XVI Edición

Curso 2019 - 2020

Alejandro Quintana

El niño del invierno

Alejandro Salvador, 17 años

                 Colegio La Farga (Barcelona)  

Un crujido alertó al perro, que huyó como alma en pena hacia el otro extremo del callejón. Quien había pisado la ramita era una figura delgaducha que avanzaba sobre la nieve con unos zapatos agujereados y un abrigo de piel. Se trataba de un niño de pelo pajizo y labios amoratados, cortesía del frío. De su mano derecha pendía una botella de alcohol y con la izquierda sujetaba un arma. Los hombros le bailaban al ritmo del castañeteo de sus dientes. 

Aunque se arrebujó en el abrigo, el invierno ruso no perdonaba: aquel año las temperaturas se habían desplomado y muchas personas se habían quedado atrapadas en las tormentas de nieve, también los alemanes.

El niño le dio un trago a la botella de vodka. La garganta le ardió unos segundos y después el fuego se le trasladó al corazón. Stalin quería ganar aquella batalla a cualquier precio y él estaba dispuesto a colaborar. No podía permitir que la esvástica de Hitler ondeara sobre la ciudad del padre de la patria. Si miles de camaradas habían dado su vida para evitarlo, él no iba a ser la excepción.

Unos disparos en la lejanía cortaron la paz del amanecer. Era el anuncio de que comenzaba otro día de combates. El chaval se ajustó el gorro con la estrella roja, se acabó la botella de un golpe y puso a punto su fusil. No era un arma soviética: se la había arrancado al cadáver de un nazi al que se había encontrado congelado. A fin de cuentas, Rusia no podía abastecer a todos los hijos de la patria. Sabía que el presidente contaba con que los soldados fueran lo bastante audaces para conseguir el material necesario para su supervivencia. La alternativa era la muerte.

Serpenteó, apretándose la culata en el hombro, entre los bloques de viviendas que habían sobrevivido a los bombardeos. Los pisos superiores estaban repletos de grietas por los que se colaba el viento. Los de abajo, sembrados de agujeros de bala. 

Al pequeño militar le invadió la sensación de que le vigilaban desde las sombras de los edificios y un escalofrío le recorrió el espinazo. Avanzó, pero un pensamiento le asaltó al pasar por encima del cuerpo de un combatiente: «Qué barrio más triste». Sin embargo, no se detuvo. Tenía el cometido de eliminar a cualquier traidor con el que se cruzara. El sargento fue claro: «Si algún cobarde retrocede y abandona su posición, mátalo. Si no lo haces, su miedo matará a Rusia». 

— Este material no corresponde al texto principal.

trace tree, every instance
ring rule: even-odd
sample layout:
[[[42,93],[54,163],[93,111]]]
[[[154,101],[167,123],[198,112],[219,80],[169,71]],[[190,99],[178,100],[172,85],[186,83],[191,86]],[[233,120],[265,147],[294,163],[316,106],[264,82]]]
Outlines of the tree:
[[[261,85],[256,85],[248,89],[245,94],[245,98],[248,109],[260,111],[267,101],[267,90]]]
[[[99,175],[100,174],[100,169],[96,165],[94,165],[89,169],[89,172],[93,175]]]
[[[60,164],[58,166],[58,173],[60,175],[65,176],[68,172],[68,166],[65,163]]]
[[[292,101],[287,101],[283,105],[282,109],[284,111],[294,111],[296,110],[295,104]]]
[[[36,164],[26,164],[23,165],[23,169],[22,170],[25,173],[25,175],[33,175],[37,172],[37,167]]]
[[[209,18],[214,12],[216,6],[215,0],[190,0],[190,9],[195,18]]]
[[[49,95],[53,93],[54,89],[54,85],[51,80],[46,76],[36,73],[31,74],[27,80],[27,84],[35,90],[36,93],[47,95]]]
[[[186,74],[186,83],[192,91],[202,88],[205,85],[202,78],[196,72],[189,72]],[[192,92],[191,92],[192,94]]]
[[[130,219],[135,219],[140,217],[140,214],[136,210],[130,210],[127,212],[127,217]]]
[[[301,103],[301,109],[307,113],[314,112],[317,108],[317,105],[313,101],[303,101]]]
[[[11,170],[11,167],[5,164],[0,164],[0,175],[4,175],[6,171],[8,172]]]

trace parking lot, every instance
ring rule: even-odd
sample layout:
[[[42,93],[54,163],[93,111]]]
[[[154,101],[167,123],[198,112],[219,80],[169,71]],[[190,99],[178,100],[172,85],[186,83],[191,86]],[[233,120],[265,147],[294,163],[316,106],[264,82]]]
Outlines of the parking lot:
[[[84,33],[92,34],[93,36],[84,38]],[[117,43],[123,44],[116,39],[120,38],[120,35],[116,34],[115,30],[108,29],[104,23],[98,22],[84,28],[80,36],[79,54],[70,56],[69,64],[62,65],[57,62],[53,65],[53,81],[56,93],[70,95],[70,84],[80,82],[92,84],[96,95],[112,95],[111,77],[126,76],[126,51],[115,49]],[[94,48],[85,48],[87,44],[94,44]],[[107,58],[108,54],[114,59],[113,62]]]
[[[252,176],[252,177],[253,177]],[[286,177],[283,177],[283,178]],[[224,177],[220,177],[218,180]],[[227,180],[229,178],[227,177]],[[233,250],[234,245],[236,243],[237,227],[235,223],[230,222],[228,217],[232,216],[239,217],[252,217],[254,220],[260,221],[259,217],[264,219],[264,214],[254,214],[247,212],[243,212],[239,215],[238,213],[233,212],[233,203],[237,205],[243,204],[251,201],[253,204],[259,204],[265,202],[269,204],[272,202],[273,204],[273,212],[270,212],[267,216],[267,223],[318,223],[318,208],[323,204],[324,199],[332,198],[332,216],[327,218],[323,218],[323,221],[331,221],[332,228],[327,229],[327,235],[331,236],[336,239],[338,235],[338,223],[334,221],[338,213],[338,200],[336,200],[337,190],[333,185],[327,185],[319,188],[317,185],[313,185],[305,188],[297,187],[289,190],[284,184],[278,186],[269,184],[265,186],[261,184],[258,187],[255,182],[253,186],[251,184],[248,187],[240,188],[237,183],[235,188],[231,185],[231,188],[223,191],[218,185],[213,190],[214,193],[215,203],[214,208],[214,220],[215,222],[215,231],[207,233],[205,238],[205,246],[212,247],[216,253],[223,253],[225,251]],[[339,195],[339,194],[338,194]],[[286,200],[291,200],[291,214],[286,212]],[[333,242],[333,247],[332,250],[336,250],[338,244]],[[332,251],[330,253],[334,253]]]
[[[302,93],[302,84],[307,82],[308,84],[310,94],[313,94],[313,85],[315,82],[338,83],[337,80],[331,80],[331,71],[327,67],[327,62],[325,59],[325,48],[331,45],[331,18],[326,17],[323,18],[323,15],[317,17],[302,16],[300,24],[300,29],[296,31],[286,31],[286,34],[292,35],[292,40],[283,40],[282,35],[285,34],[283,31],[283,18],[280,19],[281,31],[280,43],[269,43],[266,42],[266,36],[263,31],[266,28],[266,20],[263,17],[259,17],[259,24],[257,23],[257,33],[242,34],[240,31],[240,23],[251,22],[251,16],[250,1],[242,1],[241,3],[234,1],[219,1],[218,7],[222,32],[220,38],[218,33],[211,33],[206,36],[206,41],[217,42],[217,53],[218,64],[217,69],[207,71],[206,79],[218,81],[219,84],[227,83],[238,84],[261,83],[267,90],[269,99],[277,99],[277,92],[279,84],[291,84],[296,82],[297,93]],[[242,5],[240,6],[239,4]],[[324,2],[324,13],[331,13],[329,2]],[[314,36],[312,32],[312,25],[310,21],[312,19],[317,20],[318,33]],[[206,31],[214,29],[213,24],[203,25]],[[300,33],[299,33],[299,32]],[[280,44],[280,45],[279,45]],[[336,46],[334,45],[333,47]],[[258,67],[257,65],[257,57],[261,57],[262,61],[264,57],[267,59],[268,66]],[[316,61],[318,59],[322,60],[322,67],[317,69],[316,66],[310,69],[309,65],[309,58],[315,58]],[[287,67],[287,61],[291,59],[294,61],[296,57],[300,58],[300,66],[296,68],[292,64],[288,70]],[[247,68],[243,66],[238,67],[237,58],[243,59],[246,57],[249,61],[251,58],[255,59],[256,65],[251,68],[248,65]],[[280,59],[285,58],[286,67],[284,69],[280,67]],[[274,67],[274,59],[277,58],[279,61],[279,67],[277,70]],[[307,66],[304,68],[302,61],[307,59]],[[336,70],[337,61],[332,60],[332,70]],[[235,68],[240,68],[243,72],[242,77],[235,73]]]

Se preguntó si de veras era necesaria aquella matanza por defender una ciudad. Además, dudó si la  ciudad era sus edificios o la gente que vivía en ellos, si Rusia es un trozo de tierra o los compatriotas que la habitan. Cuando se dio cuenta de que estaba pensando más de la cuenta, dejó de hacerse preguntas. 

Entonces escuchó los gritos. 

—¡Davai! ¡Davai!... ¡Rápido!

Dos militares soviéticos, uno anciano y el otro adulto, aparecieron por la esquina de la calle que custodiaba el muchacho. No iban armados. Llevaban un pañuelo blanco en las manos enguantadas y el mayor tenía la cara llena de moratones. 

«¡Desertores!», pensó el pequeño, que hizo a toda prisa lo que se le había mandado. Era consciente de que si lo pensaba, no sería capaz de matar. Por eso a los soldados solo les dio tiempo a abrir los ojos antes de que el dedo del muchacho apretara el gatillo. Pero no pasó nada. Volvió a disparar y de nuevo la munición no funcionó. El interior del cañón se había congelado.

El anciano dio un paso al frente y estrelló un puñetazo en la cara del niño, que cayó al suelo, donde gimió sobre la nieve almizclada con la sangre que manaba de su naricita mientras dos siluetas se difuminaban calle abajo. Había fracasado en su misión, había fallado a su país.

Entonces su cuerpo comenzó a sacudirse, pero no por el frío sino por el llanto. El llanto de un niño inocente que se arrepentía de lo que había estado a punto de hacer.